I try to apply to a 12.0-RELEASE this patch. This is related to these threads:









						Bhyve crashes system during PCI passthrough
					

When I try to pass WiFi PCI device rtl8723be, the OS crashes and reboots. The guest boots normally when passthru is removed.  # bhyve -S -c 2 -m 1G -w -H \ -s 0,hostbridge -s 3,ahci-cd,/linux.iso \ -s 29,fbuf,tcp=0.0.0.0:5900,w=800,h=600,wait \ -s 30,xhci,tablet -s 31,lpc -l com1,stdio \ -s...




					forums.freebsd.org
				











						Bhyve crashes system during PCI passthrough
					

When I try to pass WiFi PCI device rtl8723be, the OS crashes and reboots.
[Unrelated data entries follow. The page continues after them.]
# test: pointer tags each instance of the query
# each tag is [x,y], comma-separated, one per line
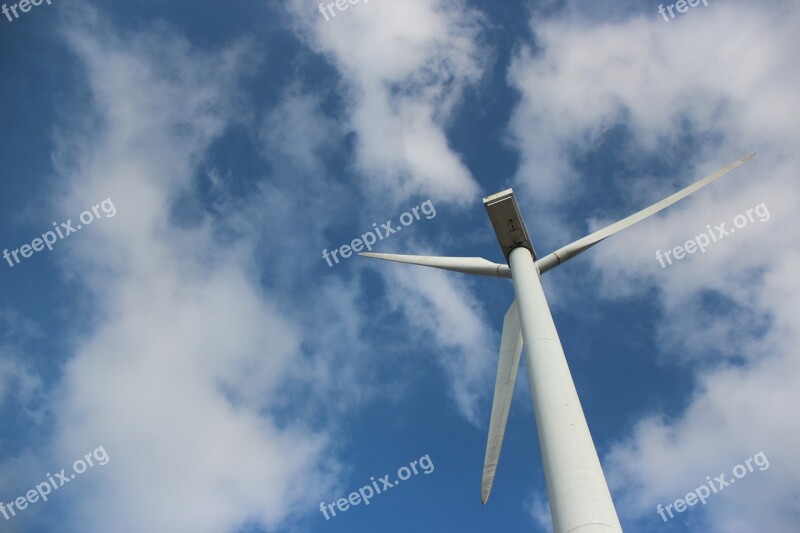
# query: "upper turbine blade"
[571,250]
[468,265]
[507,367]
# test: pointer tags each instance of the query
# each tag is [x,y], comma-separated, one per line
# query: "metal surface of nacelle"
[507,221]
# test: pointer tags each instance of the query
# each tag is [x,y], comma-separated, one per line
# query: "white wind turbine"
[580,501]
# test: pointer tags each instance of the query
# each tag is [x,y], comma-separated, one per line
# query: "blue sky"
[192,333]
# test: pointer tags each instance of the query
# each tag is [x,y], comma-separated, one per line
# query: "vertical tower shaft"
[580,501]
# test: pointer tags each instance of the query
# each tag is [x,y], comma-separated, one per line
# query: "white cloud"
[719,77]
[185,359]
[403,67]
[451,326]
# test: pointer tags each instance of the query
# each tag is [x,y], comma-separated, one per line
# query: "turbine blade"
[571,250]
[467,265]
[507,367]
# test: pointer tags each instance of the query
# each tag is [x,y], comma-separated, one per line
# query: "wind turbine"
[580,501]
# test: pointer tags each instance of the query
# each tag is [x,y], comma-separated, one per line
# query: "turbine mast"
[580,501]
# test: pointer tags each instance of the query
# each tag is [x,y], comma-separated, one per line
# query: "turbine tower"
[580,501]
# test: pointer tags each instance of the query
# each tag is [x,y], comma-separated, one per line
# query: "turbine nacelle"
[567,449]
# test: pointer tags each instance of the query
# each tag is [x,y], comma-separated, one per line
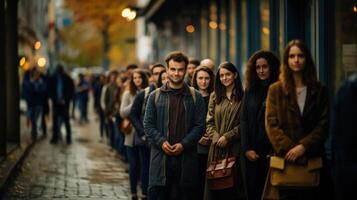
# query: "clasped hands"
[172,150]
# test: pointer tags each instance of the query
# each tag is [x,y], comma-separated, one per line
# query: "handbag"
[126,126]
[220,172]
[285,174]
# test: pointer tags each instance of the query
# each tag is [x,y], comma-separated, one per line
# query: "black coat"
[253,132]
[344,138]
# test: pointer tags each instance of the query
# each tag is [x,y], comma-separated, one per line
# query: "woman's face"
[203,80]
[164,78]
[138,80]
[119,81]
[296,59]
[227,77]
[262,68]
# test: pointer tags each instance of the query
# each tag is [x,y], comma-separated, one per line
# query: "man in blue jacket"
[173,122]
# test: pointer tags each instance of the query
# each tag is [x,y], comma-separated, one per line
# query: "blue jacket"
[156,121]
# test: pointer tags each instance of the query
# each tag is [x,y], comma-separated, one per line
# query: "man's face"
[156,72]
[190,69]
[176,72]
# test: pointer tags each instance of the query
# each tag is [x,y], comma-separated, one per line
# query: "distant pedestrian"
[137,82]
[82,91]
[192,65]
[36,99]
[61,91]
[174,122]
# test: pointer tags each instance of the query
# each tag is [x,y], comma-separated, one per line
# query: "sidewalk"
[86,169]
[15,154]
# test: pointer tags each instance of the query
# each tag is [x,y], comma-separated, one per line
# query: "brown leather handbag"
[220,172]
[285,174]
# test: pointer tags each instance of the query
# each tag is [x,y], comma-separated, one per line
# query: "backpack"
[146,96]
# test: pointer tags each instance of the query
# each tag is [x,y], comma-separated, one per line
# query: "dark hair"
[60,69]
[309,76]
[177,56]
[156,65]
[211,76]
[131,66]
[251,77]
[159,81]
[220,89]
[194,62]
[132,87]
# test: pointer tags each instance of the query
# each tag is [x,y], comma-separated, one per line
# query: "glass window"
[265,29]
[345,45]
[232,31]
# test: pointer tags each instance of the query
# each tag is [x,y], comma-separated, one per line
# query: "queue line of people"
[177,120]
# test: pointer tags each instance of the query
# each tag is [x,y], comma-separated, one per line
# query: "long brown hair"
[220,89]
[251,78]
[309,76]
[132,87]
[211,76]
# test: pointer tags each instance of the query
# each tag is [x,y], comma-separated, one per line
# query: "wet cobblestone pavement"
[86,169]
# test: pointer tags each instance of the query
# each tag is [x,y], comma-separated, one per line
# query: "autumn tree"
[114,30]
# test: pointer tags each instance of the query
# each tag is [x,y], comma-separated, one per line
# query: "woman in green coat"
[223,126]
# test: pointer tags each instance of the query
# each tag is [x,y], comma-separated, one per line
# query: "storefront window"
[265,29]
[244,39]
[223,28]
[204,31]
[345,46]
[213,26]
[232,31]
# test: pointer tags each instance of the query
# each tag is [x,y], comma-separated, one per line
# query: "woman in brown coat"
[297,114]
[223,126]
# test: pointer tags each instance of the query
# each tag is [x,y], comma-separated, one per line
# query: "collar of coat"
[309,102]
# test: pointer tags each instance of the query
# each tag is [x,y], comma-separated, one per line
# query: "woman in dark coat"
[223,127]
[297,116]
[262,70]
[203,80]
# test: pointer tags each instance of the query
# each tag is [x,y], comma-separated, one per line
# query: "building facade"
[232,30]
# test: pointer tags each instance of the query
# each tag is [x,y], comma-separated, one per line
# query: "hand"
[295,152]
[177,149]
[167,148]
[251,155]
[222,141]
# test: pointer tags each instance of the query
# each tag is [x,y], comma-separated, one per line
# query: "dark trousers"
[202,166]
[61,114]
[83,108]
[101,121]
[139,157]
[173,190]
[35,116]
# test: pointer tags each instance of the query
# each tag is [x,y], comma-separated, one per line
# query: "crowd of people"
[170,122]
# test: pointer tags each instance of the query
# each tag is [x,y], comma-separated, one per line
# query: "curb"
[10,165]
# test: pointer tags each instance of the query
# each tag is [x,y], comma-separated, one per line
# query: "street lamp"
[129,13]
[37,45]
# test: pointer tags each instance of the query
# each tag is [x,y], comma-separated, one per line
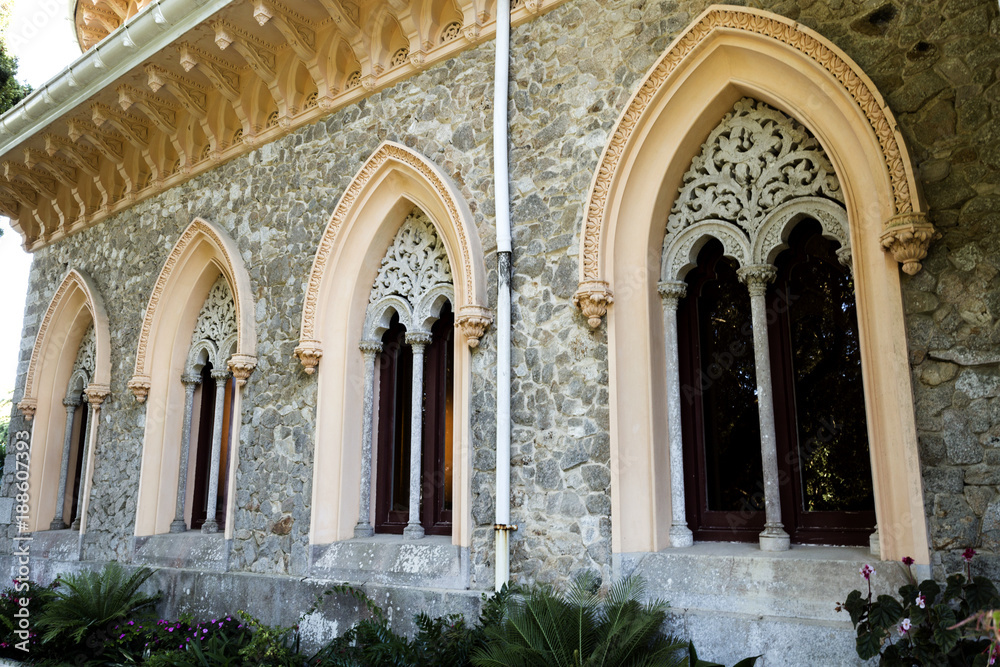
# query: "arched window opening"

The guest boots normally when passthru is removed.  # bhyve -S -c 2 -m 1G -w -H \ -s 0,hostbridge -s 3,ahci-cd,/linux.iso \ -s 29,fbuf,tcp=0.0.0.0:5900,w=800,h=600,wait \ -s 30,xhci,tablet -s 31,lpc -l com1,stdio \ -s...




					forums.freebsd.org
				




So I apply the patch for /usr/src/sys/amd64/vmm/intel/vtd.c. Then I compile & install with `make && make install`. So far, so good.

First thing: the new vmm.ko is installed in /boot/modules/ not in /boot/kernel/ where lies its predecessor. Second thing: the size of the modules are very different for a so small patch:
Old vmm.ko:  416328 bytes.
New vmm.ko: 345384 bytes.

Last thing: I copied new vmm.ko in /boot/kernel, then I rebooted but the behaviour of bhyve remains inchanged: try to passthru a network card and get crash of the whole system a few time after the VM has started (with the same messages as reported in the  aforementioned threads).

Where is/are my mistake(s)?


----------



## Emrion (Feb 28, 2019)

As I suspected, to make things correctly, the entire kernel has to be compiled. Seems that it lacks an operation on certain kernel modules if you compile them separatly.

Alas, it didn't solve my problem and I realised that the road is long before to achieve my goal (run pfsense in bhyve).


----------